Consider benefit reductions. There are many possible design options to be considered. For example:
- Increase the portion of the health premium paid by the retiree. This can be done by: (i) increasing retirees’ monthly premium payments; (ii) setting a cap on the amount of the premium paid for by the employer; or, (iii) increasing plan deductibles and copayments.
- Shorten the period of time over which the health coverage is provided. This can be done by raising retirement eligibility requirements for the health benefits or by curtailing coverage after the retiree becomes eligible for Medicare.
- Offer fewer benefits, by eliminating such items as Medicare Part B premium reimbursements, vision care, or dependent coverage.
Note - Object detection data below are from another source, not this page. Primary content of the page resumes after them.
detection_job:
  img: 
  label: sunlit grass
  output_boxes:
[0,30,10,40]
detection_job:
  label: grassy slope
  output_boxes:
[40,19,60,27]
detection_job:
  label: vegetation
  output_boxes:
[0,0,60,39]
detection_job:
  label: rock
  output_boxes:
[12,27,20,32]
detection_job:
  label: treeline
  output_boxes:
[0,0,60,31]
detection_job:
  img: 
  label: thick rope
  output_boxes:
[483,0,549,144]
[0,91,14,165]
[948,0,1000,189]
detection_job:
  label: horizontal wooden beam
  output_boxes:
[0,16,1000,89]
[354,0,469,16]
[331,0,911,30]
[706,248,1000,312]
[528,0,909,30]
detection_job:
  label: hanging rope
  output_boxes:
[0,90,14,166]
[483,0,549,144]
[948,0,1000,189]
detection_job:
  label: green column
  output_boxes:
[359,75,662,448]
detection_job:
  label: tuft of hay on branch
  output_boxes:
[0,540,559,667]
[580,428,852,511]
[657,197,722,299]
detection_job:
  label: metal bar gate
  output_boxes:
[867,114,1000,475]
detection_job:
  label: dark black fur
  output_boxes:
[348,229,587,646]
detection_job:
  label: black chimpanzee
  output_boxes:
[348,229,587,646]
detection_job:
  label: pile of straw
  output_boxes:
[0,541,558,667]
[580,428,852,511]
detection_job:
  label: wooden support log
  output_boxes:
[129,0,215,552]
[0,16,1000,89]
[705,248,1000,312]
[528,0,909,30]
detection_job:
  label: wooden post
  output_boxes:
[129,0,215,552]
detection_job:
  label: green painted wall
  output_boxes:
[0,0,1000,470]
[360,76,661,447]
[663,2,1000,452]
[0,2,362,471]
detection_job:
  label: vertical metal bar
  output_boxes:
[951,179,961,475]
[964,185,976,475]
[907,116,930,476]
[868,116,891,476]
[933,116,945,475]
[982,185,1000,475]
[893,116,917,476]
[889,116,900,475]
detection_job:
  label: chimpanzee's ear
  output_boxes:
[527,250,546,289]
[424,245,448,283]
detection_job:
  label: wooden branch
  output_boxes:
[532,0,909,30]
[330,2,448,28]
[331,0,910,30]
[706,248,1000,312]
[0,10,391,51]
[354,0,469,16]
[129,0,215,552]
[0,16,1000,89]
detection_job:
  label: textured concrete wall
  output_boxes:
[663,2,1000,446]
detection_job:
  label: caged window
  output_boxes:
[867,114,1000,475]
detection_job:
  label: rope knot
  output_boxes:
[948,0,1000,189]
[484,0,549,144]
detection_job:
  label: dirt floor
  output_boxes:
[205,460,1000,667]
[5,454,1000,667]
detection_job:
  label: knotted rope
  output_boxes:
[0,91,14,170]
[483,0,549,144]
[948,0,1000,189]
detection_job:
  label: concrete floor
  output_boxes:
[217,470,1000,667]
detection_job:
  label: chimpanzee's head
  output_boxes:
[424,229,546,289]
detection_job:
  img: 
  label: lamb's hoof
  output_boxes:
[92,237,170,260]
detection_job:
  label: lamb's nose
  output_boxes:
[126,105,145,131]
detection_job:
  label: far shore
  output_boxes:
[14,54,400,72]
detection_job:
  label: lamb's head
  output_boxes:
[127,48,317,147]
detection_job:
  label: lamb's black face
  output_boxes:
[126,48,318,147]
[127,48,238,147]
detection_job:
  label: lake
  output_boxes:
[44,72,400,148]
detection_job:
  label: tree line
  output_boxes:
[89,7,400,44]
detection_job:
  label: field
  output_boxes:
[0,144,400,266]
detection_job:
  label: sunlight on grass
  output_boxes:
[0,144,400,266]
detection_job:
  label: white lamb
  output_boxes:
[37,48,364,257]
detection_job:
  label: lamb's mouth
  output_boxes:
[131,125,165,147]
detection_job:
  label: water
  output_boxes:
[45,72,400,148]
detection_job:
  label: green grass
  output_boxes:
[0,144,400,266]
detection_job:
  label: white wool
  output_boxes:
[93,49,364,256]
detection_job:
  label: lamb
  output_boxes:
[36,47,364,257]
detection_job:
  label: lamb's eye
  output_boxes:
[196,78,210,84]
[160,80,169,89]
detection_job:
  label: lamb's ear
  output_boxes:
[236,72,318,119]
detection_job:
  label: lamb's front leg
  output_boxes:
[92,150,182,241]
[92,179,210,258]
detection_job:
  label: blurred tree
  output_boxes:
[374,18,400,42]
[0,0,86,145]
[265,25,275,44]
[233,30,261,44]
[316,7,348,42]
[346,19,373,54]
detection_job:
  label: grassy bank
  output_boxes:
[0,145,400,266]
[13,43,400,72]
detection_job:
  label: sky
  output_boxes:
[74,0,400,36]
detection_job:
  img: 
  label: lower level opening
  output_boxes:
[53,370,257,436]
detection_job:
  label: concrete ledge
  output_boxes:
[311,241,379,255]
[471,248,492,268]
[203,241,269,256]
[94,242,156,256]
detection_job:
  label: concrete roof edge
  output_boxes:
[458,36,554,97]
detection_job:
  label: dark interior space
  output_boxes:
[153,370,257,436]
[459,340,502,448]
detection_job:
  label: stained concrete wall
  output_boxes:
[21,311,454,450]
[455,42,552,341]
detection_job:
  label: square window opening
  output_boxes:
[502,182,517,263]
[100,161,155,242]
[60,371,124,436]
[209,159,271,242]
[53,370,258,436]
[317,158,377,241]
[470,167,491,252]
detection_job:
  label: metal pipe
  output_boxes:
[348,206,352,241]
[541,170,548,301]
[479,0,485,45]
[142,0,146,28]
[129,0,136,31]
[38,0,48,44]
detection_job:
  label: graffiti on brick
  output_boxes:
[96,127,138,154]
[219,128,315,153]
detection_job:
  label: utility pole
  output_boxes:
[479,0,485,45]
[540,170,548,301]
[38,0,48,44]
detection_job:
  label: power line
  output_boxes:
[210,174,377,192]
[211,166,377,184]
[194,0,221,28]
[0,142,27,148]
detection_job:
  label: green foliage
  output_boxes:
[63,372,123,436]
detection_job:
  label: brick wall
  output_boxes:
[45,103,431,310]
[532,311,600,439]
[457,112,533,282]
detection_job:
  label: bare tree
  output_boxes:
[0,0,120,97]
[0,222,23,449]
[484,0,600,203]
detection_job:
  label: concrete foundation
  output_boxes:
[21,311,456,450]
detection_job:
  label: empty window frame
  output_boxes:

Legal and collective bargaining barriers are especially important when considering benefit reductions such as these. In some cases, it may be necessary to apply these changes only to future retirees, or even only to new employees going forward.
When considering any of these strategies, it is important to consult with your legal and actuarial advisors. However, when applied thoughtfully, one or more of these actions can mitigate the impact of GASB’s new OPEB accounting standards on your balance sheet, and can help you take better control of your OPEB plan’s costs.
About the author: Les Richmond is the in-house pension actuary for Build America Mutual (BAM), which NLC’s preferred provider of municipal bond insurance and the leading insurer of municipal bonds sold by small- and mid-sized governments in the U.S. He reviews the pension risks for every issuer BAM considers for insurance, and is an expert on the impact of the new accounting rules on municipal financial statements.